The hospitality side of the job works separately from that process, in the sense that it isn’t dependent on a sponsorship. If one of our clients want to take their key leadership, customers, or their top sellers to an event, we will provide a tailored package including travel, accommodations, tickets, hospitality, celebrity appearances, and anything else along the way. The package is created based on their needs and budget. This is my arena, so I will often travel with the client to ensure everything runs smoothly and provide assistance on site.
Q: What is your favorite part of your job?
A: I like that no day, project, or event is the same and it’s humbling to work with people who I truly look up to. Patrick McGee, my boss and the founder of ProVentures, is a great mentor, and my clients provide a different perspective into business. It goes without saying, the athletes I work with are definitely a highlight It’s nice to get to know them in a unique setting.
I also appreciate the challenge of tailoring our services to our clients’ distinct needs. There’s no template to refer to, everything I work on with a client will have a completely original result. I enjoy the creativity.
Q: How did you get started at ProVentures?
A: My graduate program required us to intern, and my first internship was with a sports marketing company who shared office space with ProVentures. I became really interested in what ProVentures was doing and started to get to know Patrick. At that time ProVentures was beginning work with KFC, which wanted to sponsor the Association of Volleyball Professionals Tour. I offered to handle this client from start to finish as a way to prove myself. I did it, and traveled the country to make sure the sponsorship was a success. I was hired three years ago, after my graduation from Georgetown.
Q: What advice would you give to current students interested in your field?
A: Network.
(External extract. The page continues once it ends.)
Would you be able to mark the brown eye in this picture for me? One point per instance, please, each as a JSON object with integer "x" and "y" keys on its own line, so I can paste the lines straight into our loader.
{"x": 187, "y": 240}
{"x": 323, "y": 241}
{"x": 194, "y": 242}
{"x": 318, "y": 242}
But don’t just spam a thousand people on LinkedIn – actually get to know people and make meaningful connections with them. You can learn a lot from experienced professionals, and you never know what kind of opportunities will arise.
I would recommend students should focus on the long term. You might get offers out of school that promise more money more quickly, but think about your future and be sure to take the job in which you can see yourself advancing down the line. Don’t be afraid to make mistakes. I was really focused on money when I graduated, but I knew I’d get to where I wanted to be financially with time and hard work. Cutting corners won’t get you there.
Lastly, don’t be afraid of unpaid internships – embrace them. You won’t get anywhere without experience, so sometimes you have to suck it up and eat Ramen Noodles for a few months while you gain that experience.